"I think he may well be this era’s David Tudor—virtuosic, smart as hell, far more eclectic in his tastes than you might think, with a marathoner’s strength to deal with any transcendental performance challenge." —Robert Carl, Fanfare
It's high time that we celebrate Joseph Kubera's thirty-plus years of contributions to contemporary American music. This modest man from upstate New York is one of this country's greatest living pianists. Standard clichés don't do Kubera justice, so rare is his ability to conquer the most difficult music, and to simply reveal its great beauty through his care for it.

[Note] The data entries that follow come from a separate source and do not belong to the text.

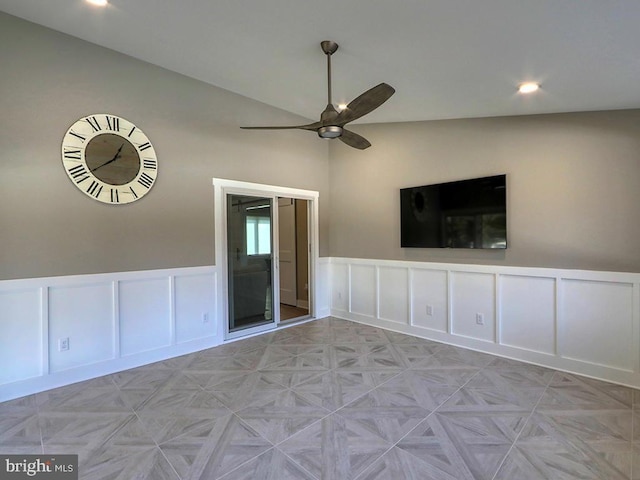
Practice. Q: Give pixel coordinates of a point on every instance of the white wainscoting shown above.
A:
(113, 322)
(585, 322)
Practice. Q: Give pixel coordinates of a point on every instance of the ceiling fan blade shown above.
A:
(311, 126)
(354, 140)
(365, 103)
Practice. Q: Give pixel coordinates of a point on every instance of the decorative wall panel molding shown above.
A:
(112, 322)
(60, 330)
(587, 322)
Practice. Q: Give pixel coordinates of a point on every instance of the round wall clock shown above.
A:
(109, 159)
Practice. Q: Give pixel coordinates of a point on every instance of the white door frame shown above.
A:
(222, 187)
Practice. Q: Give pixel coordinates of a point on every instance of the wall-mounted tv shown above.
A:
(462, 214)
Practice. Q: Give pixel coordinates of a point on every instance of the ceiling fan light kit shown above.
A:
(332, 122)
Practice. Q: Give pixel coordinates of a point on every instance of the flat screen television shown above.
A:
(462, 214)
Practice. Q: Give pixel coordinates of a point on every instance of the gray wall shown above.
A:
(573, 187)
(48, 227)
(573, 179)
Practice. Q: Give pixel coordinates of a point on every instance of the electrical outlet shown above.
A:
(63, 344)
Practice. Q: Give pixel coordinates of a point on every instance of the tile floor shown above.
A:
(334, 400)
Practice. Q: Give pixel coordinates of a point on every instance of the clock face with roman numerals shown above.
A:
(109, 159)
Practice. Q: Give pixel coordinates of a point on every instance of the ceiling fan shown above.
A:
(332, 122)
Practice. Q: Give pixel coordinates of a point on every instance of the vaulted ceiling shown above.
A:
(446, 58)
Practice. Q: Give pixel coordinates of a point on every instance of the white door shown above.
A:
(287, 250)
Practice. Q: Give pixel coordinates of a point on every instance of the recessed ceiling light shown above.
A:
(528, 87)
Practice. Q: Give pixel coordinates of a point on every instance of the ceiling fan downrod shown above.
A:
(330, 113)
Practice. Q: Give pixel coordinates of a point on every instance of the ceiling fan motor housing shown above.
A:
(330, 131)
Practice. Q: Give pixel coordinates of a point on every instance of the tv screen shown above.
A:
(463, 214)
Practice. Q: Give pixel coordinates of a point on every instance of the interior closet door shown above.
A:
(250, 262)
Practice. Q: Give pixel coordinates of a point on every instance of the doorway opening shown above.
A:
(267, 244)
(293, 255)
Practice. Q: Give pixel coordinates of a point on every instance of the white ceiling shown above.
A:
(446, 58)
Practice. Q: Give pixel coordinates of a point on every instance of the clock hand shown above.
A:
(116, 156)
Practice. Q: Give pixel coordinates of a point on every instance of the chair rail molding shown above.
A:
(580, 321)
(60, 330)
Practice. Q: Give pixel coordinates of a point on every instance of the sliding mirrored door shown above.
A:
(250, 262)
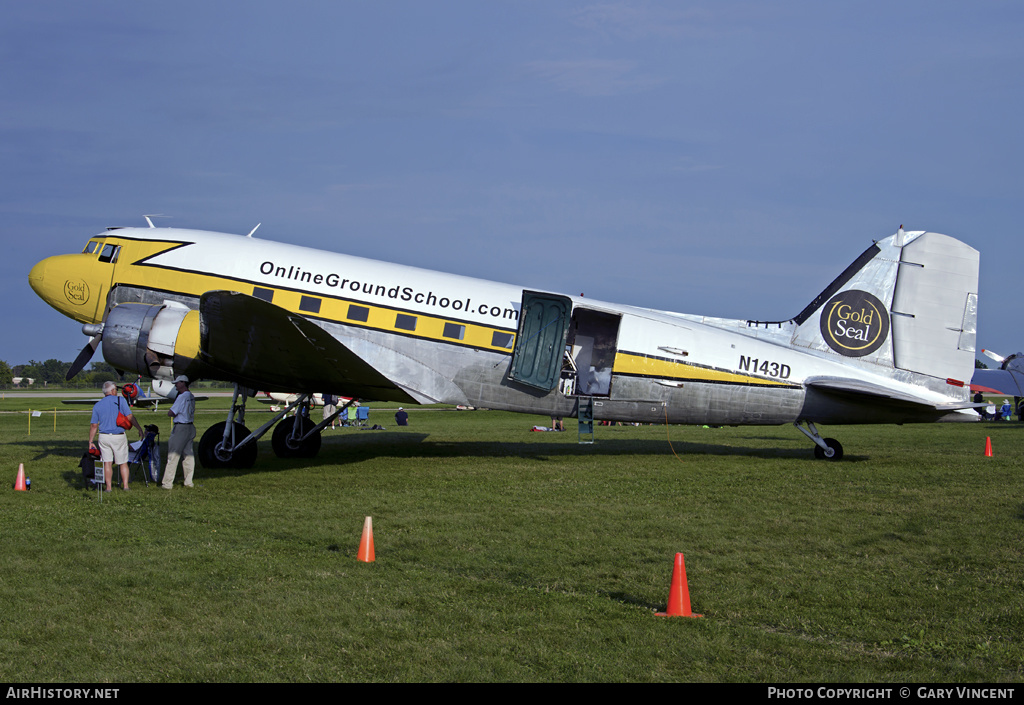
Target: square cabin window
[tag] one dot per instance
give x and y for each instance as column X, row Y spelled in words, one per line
column 110, row 253
column 404, row 322
column 454, row 330
column 360, row 314
column 309, row 304
column 500, row 339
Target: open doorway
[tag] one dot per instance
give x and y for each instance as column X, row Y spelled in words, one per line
column 590, row 349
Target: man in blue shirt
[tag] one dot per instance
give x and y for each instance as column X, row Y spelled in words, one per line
column 179, row 445
column 113, row 444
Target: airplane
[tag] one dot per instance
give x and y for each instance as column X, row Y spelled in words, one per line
column 1008, row 380
column 890, row 340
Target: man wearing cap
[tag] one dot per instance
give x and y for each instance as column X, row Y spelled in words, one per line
column 179, row 445
column 113, row 444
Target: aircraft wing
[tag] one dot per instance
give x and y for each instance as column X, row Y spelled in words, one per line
column 882, row 395
column 264, row 346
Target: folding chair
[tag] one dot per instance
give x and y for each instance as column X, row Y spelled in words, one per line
column 145, row 458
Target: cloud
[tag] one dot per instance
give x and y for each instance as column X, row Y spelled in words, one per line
column 594, row 77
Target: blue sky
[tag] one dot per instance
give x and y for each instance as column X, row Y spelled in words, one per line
column 718, row 158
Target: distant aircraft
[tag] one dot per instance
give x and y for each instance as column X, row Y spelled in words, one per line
column 890, row 340
column 1008, row 380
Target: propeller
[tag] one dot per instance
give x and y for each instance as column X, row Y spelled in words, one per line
column 96, row 331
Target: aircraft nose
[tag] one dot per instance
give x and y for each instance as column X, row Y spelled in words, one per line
column 37, row 276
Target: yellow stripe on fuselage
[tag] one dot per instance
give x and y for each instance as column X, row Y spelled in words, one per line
column 134, row 271
column 644, row 366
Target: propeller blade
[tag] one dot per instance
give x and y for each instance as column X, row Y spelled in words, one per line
column 84, row 357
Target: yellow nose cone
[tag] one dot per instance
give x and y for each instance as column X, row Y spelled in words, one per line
column 61, row 282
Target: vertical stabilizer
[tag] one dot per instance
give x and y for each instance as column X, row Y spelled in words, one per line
column 908, row 304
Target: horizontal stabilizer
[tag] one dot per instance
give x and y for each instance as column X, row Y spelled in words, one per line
column 857, row 387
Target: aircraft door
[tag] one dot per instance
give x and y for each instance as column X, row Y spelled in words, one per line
column 540, row 344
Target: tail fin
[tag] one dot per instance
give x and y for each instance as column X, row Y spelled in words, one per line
column 908, row 303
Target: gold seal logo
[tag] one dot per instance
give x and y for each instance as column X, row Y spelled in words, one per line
column 854, row 323
column 77, row 291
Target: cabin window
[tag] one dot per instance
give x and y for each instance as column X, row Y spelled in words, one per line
column 360, row 314
column 110, row 253
column 454, row 330
column 500, row 339
column 404, row 322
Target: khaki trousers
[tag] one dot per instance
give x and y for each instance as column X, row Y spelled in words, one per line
column 179, row 446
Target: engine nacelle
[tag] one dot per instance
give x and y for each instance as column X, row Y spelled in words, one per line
column 157, row 340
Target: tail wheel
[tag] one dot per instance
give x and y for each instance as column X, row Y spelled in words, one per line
column 212, row 453
column 835, row 451
column 286, row 447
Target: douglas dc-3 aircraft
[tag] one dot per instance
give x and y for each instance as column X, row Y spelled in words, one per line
column 891, row 340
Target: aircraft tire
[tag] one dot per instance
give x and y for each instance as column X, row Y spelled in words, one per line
column 243, row 458
column 284, row 449
column 819, row 452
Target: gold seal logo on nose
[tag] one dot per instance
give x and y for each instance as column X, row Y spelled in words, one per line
column 77, row 291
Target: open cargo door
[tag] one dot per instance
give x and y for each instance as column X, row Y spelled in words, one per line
column 540, row 345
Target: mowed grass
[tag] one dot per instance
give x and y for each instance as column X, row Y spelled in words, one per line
column 510, row 555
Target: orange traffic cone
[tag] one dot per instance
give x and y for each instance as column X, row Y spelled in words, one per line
column 679, row 593
column 367, row 544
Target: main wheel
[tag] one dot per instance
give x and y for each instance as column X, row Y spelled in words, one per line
column 212, row 453
column 835, row 450
column 286, row 447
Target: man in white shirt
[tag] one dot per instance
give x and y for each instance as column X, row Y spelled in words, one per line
column 179, row 445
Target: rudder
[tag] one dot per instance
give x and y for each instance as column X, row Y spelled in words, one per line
column 908, row 302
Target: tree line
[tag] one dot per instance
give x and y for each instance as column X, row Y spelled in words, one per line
column 52, row 372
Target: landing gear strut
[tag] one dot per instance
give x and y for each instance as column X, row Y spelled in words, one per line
column 824, row 449
column 229, row 444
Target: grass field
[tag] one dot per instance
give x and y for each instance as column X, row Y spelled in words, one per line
column 510, row 555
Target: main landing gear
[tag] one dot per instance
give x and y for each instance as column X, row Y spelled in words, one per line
column 230, row 445
column 824, row 449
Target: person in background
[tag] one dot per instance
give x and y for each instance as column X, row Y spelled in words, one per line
column 179, row 445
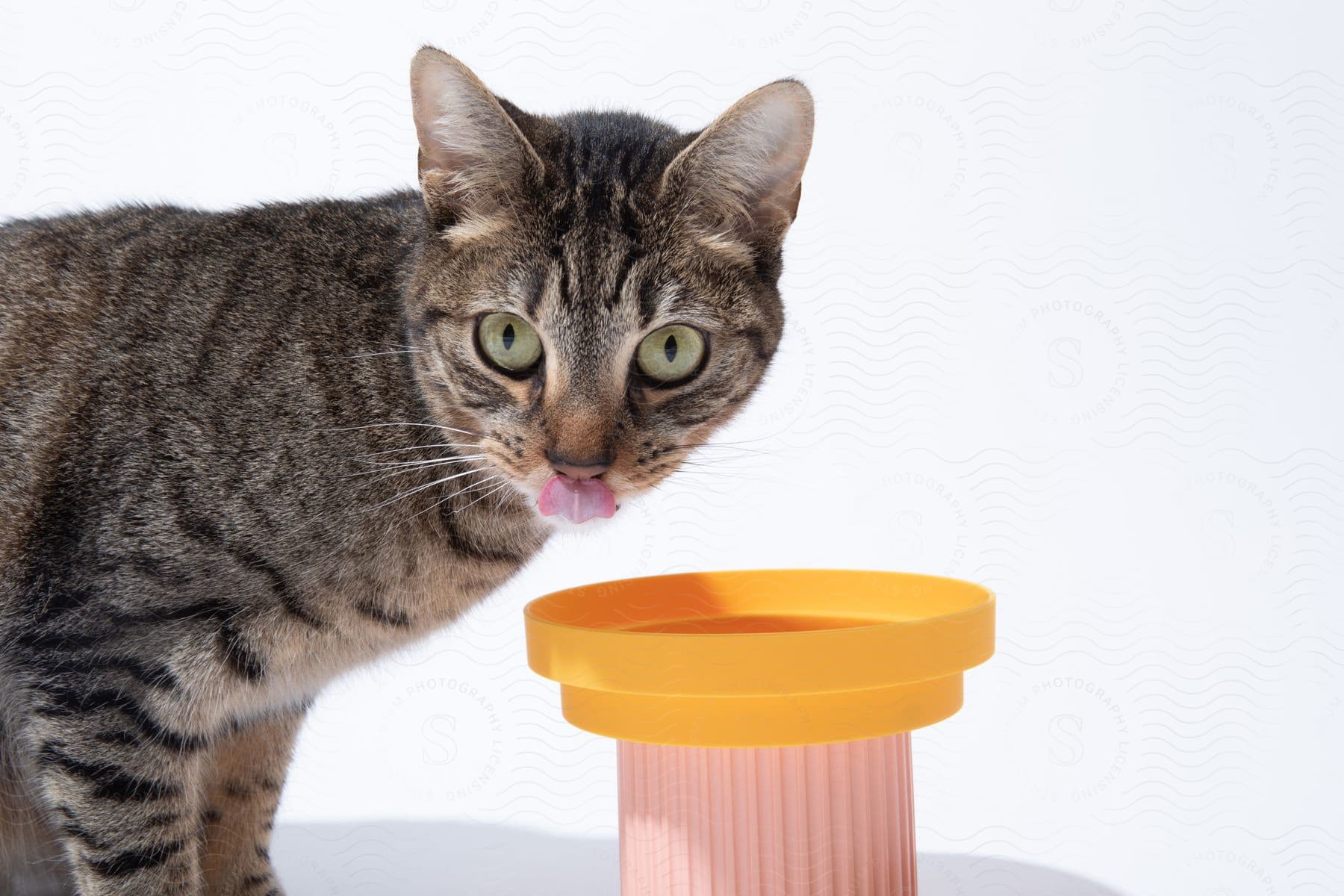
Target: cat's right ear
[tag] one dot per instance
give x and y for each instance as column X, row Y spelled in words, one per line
column 472, row 155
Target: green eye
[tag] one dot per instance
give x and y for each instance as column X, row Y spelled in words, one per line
column 671, row 354
column 508, row 341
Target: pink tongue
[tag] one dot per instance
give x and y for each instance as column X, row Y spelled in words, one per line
column 576, row 500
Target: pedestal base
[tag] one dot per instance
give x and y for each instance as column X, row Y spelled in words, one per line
column 833, row 820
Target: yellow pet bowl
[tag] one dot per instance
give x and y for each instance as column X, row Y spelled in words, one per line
column 761, row 659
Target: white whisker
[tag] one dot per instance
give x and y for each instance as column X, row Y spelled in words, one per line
column 421, row 488
column 467, row 491
column 418, row 448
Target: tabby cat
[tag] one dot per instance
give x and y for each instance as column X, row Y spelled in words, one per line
column 243, row 452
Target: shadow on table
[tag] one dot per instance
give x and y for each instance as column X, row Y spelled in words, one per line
column 449, row 859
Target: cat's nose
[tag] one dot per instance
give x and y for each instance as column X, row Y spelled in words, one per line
column 579, row 467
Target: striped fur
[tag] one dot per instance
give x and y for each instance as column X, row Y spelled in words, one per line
column 211, row 425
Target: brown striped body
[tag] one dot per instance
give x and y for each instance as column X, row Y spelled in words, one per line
column 243, row 452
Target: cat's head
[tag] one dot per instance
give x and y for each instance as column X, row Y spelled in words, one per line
column 600, row 290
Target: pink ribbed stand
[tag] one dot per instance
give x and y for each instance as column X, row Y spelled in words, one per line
column 833, row 820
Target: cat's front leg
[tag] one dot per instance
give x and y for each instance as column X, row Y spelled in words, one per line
column 122, row 791
column 245, row 771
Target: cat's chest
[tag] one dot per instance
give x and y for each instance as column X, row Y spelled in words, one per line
column 385, row 598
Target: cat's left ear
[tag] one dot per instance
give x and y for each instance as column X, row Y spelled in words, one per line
column 472, row 155
column 742, row 176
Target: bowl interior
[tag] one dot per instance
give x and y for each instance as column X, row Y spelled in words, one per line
column 759, row 602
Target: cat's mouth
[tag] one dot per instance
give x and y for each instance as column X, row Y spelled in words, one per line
column 576, row 500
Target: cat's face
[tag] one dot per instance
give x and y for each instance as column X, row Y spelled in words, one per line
column 601, row 294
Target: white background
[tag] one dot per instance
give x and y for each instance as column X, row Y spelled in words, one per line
column 1063, row 319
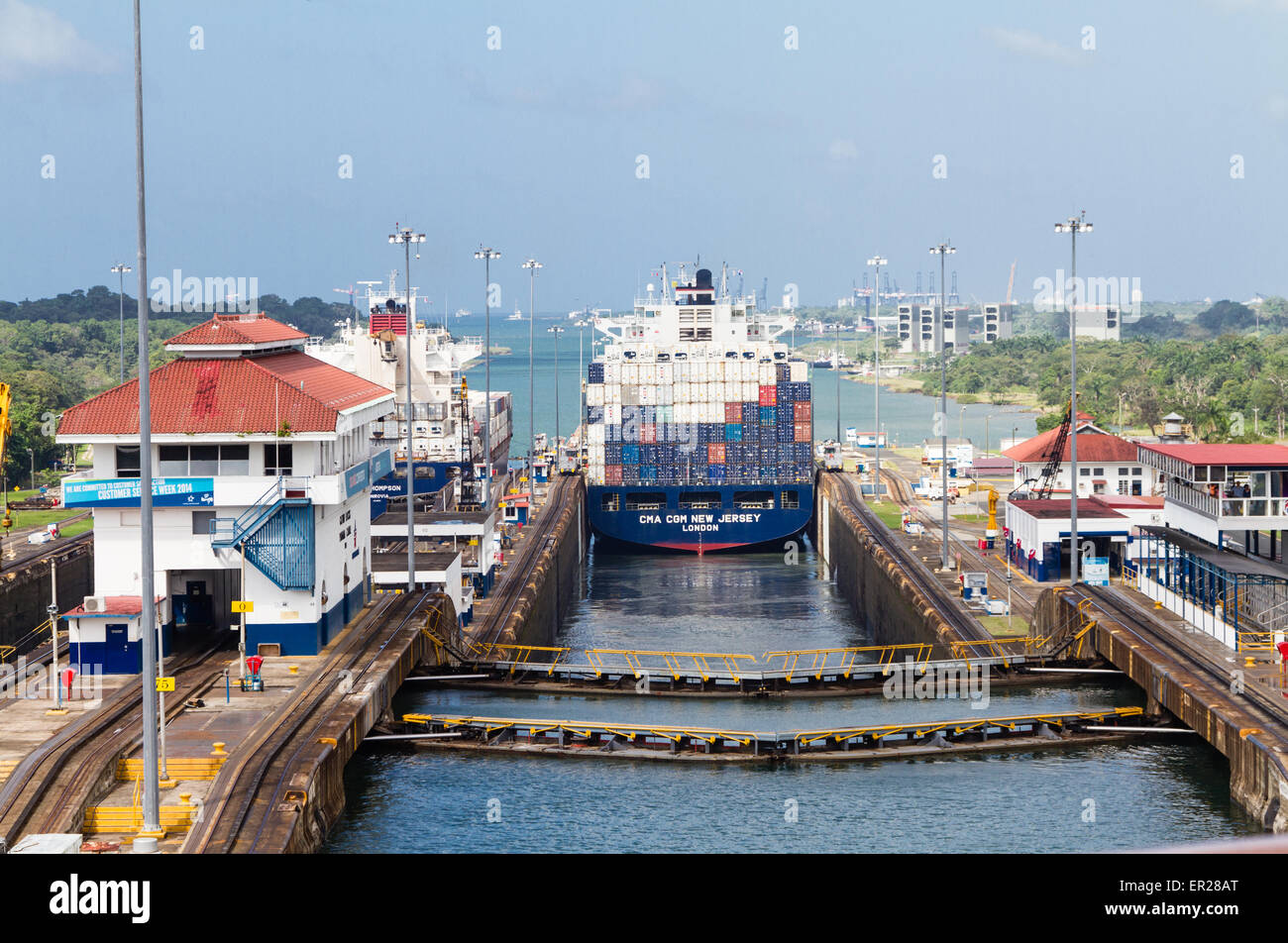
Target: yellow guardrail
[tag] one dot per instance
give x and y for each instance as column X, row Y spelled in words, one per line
column 677, row 664
column 1258, row 642
column 520, row 656
column 844, row 661
column 709, row 734
column 958, row 727
column 581, row 728
column 997, row 648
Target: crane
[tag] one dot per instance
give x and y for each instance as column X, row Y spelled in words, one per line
column 1055, row 458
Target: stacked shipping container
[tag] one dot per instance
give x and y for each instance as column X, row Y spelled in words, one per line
column 703, row 419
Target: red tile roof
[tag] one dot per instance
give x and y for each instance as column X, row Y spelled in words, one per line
column 1057, row 508
column 244, row 394
column 1091, row 447
column 237, row 329
column 1237, row 455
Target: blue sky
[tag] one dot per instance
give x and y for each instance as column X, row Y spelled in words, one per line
column 791, row 163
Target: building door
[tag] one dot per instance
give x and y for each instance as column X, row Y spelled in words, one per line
column 117, row 657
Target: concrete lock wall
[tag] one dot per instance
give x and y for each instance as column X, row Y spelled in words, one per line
column 25, row 591
column 555, row 578
column 1258, row 763
column 318, row 779
column 890, row 605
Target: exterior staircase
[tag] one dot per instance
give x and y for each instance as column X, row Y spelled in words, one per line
column 274, row 534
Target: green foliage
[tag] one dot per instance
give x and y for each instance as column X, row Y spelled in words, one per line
column 56, row 352
column 1227, row 385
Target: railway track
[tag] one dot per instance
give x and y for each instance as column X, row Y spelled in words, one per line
column 519, row 573
column 51, row 787
column 35, row 552
column 1261, row 705
column 902, row 493
column 253, row 784
column 966, row 628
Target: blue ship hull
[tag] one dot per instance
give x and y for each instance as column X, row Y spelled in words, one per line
column 696, row 530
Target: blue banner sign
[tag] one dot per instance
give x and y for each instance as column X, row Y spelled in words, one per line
column 124, row 492
column 381, row 464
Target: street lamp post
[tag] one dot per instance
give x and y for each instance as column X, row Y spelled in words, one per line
column 557, row 330
column 120, row 281
column 487, row 256
column 1073, row 226
column 532, row 265
column 836, row 368
column 943, row 250
column 151, row 797
column 406, row 236
column 877, row 262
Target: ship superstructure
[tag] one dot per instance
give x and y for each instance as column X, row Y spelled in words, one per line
column 447, row 416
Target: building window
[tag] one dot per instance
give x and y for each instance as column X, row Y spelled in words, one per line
column 174, row 462
column 235, row 460
column 127, row 462
column 204, row 460
column 277, row 460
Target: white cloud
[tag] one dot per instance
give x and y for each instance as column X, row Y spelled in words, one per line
column 1034, row 46
column 842, row 150
column 34, row 42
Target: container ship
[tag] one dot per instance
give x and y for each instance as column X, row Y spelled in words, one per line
column 698, row 424
column 447, row 418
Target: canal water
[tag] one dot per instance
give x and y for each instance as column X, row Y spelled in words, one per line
column 1095, row 797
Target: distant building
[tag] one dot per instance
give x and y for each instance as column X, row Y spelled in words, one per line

Trained as a classical musician at SUNY Buffalo during the particularly fertile years between 1965 and 1969, Kubera was exposed to Stravinsky, Bartók, Hindemith, and Copland by his piano teacher Leo Smit, as well as to the usual common-practice era repertoire. Especially during his last year, performances by the Center for Creative and Performing Arts' Creative Associates as well as elaborate contemporary art and music events in greater Buffalo worked as catalysts to solidify Kubera's commitment to contemporary music, a commitment that has led to all of his achievements on record today.
The four pieces on this recording include two works written especially for him－Michael Byron's Book of Horizons (2009) and "Blue" Gene Tyranny's The Drifter (1994)－and two pieces written independently, but ones that have never been recorded, namely Julius Eastman's Piano 2 (1986), and Stuart Saunders Smith's Fences, in Three Tragedies (1998).